Screw migration and oesophageal perforation after surgical procedure for osteosarcoma of the cervical backbone.
BMC Musculoskelet Disord. 2017 Dec 29;18(1):552
Authors: Denaro L, Longo UG, Di Martino AC, Maffulli N, Denaro V
BACKGROUND: Regardless that inside fixation has expanded the indications for cervical backbone surgical procedure, it carries the dangers of fracture or migration, with related potential life threatening problems. Removing of steel work from the cervical backbone is required in case of failure of inside fixation, however it may well turn out to be difficult, particularly when a large amount of scar tissue is current due to earlier surgical procedure and radiotherapy.

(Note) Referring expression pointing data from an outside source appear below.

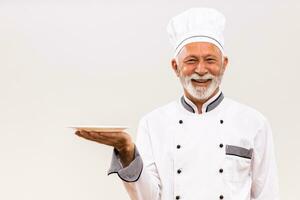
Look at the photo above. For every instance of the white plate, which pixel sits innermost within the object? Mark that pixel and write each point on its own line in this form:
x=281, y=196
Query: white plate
x=100, y=128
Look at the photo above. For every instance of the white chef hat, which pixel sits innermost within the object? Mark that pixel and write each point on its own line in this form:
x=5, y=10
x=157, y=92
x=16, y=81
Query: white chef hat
x=197, y=25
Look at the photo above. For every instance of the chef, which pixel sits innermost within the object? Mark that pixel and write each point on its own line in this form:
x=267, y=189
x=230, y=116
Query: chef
x=203, y=146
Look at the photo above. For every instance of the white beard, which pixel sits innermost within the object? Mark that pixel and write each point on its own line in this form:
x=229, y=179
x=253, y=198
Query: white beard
x=201, y=93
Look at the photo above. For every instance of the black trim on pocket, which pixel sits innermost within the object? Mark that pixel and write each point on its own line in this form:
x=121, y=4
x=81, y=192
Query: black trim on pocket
x=238, y=151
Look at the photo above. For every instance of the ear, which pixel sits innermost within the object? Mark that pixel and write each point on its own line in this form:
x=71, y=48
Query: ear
x=225, y=63
x=175, y=66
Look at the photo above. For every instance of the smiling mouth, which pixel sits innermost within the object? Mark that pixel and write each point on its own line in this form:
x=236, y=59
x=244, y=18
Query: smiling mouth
x=201, y=81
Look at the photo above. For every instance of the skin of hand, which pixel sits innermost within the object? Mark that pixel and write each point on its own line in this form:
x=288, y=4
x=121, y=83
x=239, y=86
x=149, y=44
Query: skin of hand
x=119, y=140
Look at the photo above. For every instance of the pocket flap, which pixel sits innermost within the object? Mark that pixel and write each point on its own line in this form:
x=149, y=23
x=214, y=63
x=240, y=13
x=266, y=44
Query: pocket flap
x=239, y=151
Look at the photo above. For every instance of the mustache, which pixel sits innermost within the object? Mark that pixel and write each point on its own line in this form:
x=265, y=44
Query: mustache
x=199, y=77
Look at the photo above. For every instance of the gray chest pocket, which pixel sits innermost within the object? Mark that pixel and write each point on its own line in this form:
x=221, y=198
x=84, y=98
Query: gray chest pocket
x=237, y=163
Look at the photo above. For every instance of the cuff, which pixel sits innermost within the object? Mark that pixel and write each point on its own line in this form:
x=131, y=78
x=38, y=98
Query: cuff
x=132, y=172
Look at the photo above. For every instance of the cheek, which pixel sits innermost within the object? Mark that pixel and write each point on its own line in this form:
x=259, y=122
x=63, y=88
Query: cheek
x=215, y=70
x=187, y=71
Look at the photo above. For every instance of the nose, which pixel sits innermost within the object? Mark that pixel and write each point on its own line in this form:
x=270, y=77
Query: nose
x=201, y=69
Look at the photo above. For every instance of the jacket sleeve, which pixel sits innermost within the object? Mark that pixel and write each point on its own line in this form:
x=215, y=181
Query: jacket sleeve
x=264, y=170
x=140, y=178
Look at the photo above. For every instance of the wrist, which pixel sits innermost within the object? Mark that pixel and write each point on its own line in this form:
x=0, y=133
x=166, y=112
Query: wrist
x=127, y=154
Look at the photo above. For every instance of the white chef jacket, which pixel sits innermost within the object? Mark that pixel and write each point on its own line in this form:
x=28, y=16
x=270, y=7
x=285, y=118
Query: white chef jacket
x=224, y=153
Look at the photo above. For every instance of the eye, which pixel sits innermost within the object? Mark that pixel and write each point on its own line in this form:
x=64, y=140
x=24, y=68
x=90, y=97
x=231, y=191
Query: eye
x=210, y=60
x=191, y=61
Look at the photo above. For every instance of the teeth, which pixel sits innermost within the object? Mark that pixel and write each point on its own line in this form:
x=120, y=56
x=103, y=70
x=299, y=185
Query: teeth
x=201, y=80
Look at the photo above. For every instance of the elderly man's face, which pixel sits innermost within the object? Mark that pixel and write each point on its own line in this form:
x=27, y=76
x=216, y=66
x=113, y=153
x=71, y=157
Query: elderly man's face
x=200, y=67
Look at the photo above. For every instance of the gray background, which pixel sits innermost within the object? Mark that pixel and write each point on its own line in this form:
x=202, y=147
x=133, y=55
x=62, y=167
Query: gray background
x=108, y=63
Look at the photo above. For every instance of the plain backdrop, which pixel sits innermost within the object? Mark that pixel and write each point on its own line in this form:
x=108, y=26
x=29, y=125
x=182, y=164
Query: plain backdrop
x=108, y=63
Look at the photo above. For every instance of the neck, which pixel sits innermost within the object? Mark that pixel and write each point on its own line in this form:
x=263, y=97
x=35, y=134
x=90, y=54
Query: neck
x=199, y=102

CASE PRESENTATION: We report a 16 yr outdated aggressive basketball athlete who underwent a mixed anterior and posterior method for resection of an osteosarcoma of the sixth cervical vertebra. Fourteen years after the index process, the affected person eradicated spontaneously one screw by means of the intestinal tract by way of an oesophageal perforation and developed a extreme dysphagia. Three revision surgical procedures have been carried out to take away the anterior plate due to the nice quantity of post-surgery and post-irradiation fibrosis.
CONCLUSIONS: Screw migration and oesophageal perforation after cervical backbone surgical procedure are unusual doubtlessly life-threatening occurrences. Revision surgical procedure could also be difficult and it requires particular expertise.